CdS Nanorods and ZnCd-PBA Construct a Direct S-Scheme Heterojunction for Efficient Photocatalytic Hydrogen Evolution
Xin Guo, Linlin Fan, Tingting Yang, Yafeng Liu, Zhiliang Jin
Abstract
The design of an S-scheme heterojunction can promote the transfer of photogenerated electrons, which is an effective method to improve the activity of photocatalytic hydrogen production. In this work, CdS/ZnCd-PBA composite catalysts were prepared by a simple physical method, and a CdS/ZnCd-PBA S-scheme heterojunction was designed. The close contact between the interface of the two catalysts is conducive to the rapid transfer of photogenerated carriers, providing a new path for electron transfer.
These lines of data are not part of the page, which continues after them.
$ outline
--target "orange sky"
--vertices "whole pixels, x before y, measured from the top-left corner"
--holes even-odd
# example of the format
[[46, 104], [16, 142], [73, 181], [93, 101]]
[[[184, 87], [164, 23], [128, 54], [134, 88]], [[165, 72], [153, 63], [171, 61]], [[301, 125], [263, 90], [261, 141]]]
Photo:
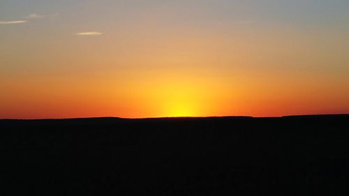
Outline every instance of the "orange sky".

The hydrogen production of a CdS/ZnCd-PBA catalyst with a ZnCd-PBA content of about 15% was 962 μmol under simulated light for 5 h, which was 13 and 916 times higher than those of CdS and ZnCd-PBA, respectively. At the same time, CdS/ZnCd-PBA-15 composites also showed good long-term stability. It shows that the construction of the S-scheme heterojunction promotes the separation of electron–hole pairs, which can effectively improve hydrogen production activity.